The Rev. Wilkins is very strict and forbids his son Jason to read magazines, even after Jason's mother buys her son a subscription to the news magazine "Harper's Weekly." (It's never stated exactly why the Reverend hates magazines.) But Jason befriends the town's drunken doctor (Charles Coburn), and develops an interest in medicine.
When Jason grows up (now played by James Stewart), he rebels against his father (with the usual father-son fistfight), and leaves home to attend medical school. Rev. Wilkins dies, and Mary Wilkins must occasionally sell items (i.e. silverware, furniture) inherited from her family. She sends the money to Jason, to keep him in medical school.
When the Civil War comes, Jason distinguishes himself as a Union Army surgeon, treating wounded soldiers on the battlefield. But he neglects to write his mother for three years, and she fears him dead.
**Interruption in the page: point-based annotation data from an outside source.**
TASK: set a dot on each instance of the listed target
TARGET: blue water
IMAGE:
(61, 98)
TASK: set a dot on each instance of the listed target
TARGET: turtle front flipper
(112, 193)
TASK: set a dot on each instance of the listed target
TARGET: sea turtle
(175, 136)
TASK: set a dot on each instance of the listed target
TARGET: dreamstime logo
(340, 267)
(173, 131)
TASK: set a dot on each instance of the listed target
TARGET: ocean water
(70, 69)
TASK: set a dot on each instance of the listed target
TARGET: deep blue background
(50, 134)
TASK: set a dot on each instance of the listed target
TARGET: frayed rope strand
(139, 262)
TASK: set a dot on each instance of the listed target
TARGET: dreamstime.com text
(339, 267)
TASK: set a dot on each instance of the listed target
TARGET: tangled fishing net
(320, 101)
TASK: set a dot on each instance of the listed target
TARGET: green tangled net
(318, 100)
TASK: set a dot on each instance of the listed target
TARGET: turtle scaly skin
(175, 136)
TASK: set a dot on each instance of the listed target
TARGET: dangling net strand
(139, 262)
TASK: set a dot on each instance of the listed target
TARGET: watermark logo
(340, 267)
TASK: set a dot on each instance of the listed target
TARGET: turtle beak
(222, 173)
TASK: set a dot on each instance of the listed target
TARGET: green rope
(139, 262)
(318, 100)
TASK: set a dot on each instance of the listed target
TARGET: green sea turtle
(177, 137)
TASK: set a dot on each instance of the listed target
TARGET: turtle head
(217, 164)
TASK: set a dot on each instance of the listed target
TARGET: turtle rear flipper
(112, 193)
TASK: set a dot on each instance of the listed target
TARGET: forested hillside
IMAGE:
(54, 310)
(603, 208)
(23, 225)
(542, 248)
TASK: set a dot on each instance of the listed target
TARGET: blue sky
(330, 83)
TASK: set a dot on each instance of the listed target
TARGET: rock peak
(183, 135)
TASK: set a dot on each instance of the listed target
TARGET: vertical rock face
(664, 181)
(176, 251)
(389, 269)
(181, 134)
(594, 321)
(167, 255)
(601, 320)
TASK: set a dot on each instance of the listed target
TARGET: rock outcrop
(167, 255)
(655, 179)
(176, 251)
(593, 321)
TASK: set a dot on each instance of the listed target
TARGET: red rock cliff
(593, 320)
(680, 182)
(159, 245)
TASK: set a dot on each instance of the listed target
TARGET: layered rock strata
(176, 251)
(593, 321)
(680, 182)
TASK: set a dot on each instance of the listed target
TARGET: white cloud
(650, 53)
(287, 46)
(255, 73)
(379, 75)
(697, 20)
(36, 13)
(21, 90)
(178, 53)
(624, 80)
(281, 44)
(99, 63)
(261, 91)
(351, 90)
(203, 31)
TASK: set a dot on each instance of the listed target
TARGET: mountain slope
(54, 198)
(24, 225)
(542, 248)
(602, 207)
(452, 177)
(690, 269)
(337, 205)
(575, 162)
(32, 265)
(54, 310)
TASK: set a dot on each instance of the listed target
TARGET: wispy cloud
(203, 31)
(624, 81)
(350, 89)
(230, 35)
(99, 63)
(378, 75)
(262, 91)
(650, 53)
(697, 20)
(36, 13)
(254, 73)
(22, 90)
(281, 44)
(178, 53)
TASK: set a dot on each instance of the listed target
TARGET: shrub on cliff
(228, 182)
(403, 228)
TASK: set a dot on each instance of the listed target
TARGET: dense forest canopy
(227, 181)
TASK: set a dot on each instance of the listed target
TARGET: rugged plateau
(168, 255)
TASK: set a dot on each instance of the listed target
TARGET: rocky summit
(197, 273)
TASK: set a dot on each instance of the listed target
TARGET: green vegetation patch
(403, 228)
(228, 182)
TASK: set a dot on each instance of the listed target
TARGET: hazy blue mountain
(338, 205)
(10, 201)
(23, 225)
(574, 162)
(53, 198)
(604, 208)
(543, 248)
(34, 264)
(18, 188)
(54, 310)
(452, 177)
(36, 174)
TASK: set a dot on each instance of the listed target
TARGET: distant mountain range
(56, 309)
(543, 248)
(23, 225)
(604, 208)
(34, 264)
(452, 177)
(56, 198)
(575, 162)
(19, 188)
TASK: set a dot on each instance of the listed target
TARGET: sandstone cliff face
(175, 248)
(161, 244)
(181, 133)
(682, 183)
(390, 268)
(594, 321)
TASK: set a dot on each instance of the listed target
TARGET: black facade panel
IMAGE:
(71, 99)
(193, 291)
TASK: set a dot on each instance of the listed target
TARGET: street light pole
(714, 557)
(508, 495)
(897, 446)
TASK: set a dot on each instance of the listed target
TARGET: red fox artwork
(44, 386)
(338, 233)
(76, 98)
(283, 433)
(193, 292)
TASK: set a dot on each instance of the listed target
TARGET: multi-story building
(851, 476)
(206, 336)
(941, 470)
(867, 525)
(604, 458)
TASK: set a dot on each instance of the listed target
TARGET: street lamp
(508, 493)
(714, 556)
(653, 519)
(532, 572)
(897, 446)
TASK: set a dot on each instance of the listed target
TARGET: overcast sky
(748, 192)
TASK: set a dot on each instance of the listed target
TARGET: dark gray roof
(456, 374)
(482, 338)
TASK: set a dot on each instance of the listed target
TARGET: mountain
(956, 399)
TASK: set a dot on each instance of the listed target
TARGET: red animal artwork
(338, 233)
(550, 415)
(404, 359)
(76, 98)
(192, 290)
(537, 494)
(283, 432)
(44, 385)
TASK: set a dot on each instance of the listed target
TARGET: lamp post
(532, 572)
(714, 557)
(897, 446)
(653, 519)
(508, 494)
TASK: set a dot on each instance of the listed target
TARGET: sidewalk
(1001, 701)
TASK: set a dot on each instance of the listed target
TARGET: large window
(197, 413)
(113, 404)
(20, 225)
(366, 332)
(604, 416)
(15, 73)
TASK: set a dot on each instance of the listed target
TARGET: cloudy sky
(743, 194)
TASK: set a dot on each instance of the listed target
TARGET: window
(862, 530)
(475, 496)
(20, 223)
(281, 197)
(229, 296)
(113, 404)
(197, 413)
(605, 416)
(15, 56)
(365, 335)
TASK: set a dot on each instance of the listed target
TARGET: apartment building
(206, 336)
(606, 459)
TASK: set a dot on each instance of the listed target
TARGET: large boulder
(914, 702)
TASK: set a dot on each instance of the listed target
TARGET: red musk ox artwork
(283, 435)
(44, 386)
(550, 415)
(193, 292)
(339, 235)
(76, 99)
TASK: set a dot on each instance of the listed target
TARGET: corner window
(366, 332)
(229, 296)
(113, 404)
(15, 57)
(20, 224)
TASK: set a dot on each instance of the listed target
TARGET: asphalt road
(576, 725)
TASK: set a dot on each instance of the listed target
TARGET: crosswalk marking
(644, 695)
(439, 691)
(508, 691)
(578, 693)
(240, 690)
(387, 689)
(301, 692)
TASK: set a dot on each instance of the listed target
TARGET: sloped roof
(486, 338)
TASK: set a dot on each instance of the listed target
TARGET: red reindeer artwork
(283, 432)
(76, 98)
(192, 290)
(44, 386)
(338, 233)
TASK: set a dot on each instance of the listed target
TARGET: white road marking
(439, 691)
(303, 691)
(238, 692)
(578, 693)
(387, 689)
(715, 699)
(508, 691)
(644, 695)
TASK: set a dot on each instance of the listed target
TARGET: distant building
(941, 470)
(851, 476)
Then comes the movie's most ridiculous scene. President Lincoln (John Carradine) receives a letter from Mary Wilkins asking him to find her son. He summons Jason Wilkins to the Oval Office -- calling him right out of a major battle where Wilkins is tending the wounded -- and demands to know why Wilkins hasn't written to his mother!
"You ungrateful young man!" Lincoln rails. "How could you forget to write to your own mother?"
"But...but Mr. President, I've been fighting the war for the past few years!" Wilkins stammers. "I've been saving wounded soldiers on the battlefield!"
"Sit down at my desk there and write your mother immediately!" says the President. "And if you don't write her once a week from now on, I'll have you court-martialed!"
(Unfortunately, I'm not making that last line up. Seems to me that Abe didn't have to call Jason in off the battlefield. He could've just sent a presidential order, "Write your mother, or else!")
Anyway, the movie is a silly historical melodrama and is probably best forgotten. Beulah Bondi does give a good performance, but it's not enough to save this picture for posterity.